Abbreviations: mUPD, maternal uniparental disomy; ICD, imprinting center defect; RCT, randomized controlled GH trial; GH, growth hormone; M/F, male/female; SDS, standard deviation score; BMI, body mass index; IQR, interquartile range.
aIncluding 30 of the RCT.
Median age was higher in the GH group compared to the untreated control group (P = .04). The other baseline characteristics and thyroid hormone levels were not significantly different between the GH and the control group.

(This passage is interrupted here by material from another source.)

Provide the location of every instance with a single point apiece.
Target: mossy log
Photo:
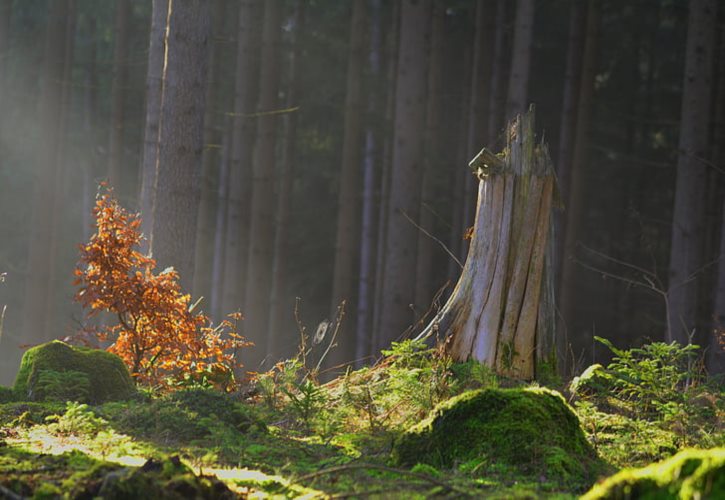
(496, 308)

Thyroid hormone levels during the 2-year RCT
Table 2 and Figure 1 show the course of serum thyroid hormone levels during 2 years of GH treatment in comparison with untreated controls. In the GH group, FT4 SDS significantly decreased in the first 6 months of GH treatment (P < .001), while it did not significantly decrease in the untreated controls (P = .07). At 2 years, FT4 SDS in the GH group was still significantly lower compared to baseline (P = .01), while it was not significantly different in the untreated controls (P = .17). The repeated measurement analysis showed that in the GH group, a younger age was associated with a higher FT4 SDS (ß = −.06, SE = 0.03, P = .03) during 2 years, while in the control group, no age effect was found. In both groups, no effect of sex or genotype on the course of FT4 SDS was found.
Thyroid hormone levels between 0 and 10 years of GH treatment. A. FT4 SDS levels between 0 and 10 years of GH treatment. B. FT4 pmol/L levels between 0 and 10 years of GH treatment. C. T3 SDS levels between 0 and 6 years of GH treatment. D. T3 nmol/L levels between 0 and 6 years of GH treatment. E. TSH SDS levels between 0 and 10 years of GH treatment. F. TSH mU/L levels between 0 and 10 years of GH treatment. Longitudinal changes in estimated marginal means with 95% CI in FT4 SDS (A), FT4 (B), T3 SDS (C), T3 (D), TSH SDS (E), and TSH (F) in GH treatment group from RCT (n = 30), control group from RCT (n = 19), and longitudinal GH group (n = 240). *P < .001; **P = .01. These P-values are compared to baseline. ***P < .001; ****P < .05. These P-values are compared to after 2 years of GH treatment.
Thyroid hormone levels during 2-year RCT and during first 2 years of longitudinal GH study.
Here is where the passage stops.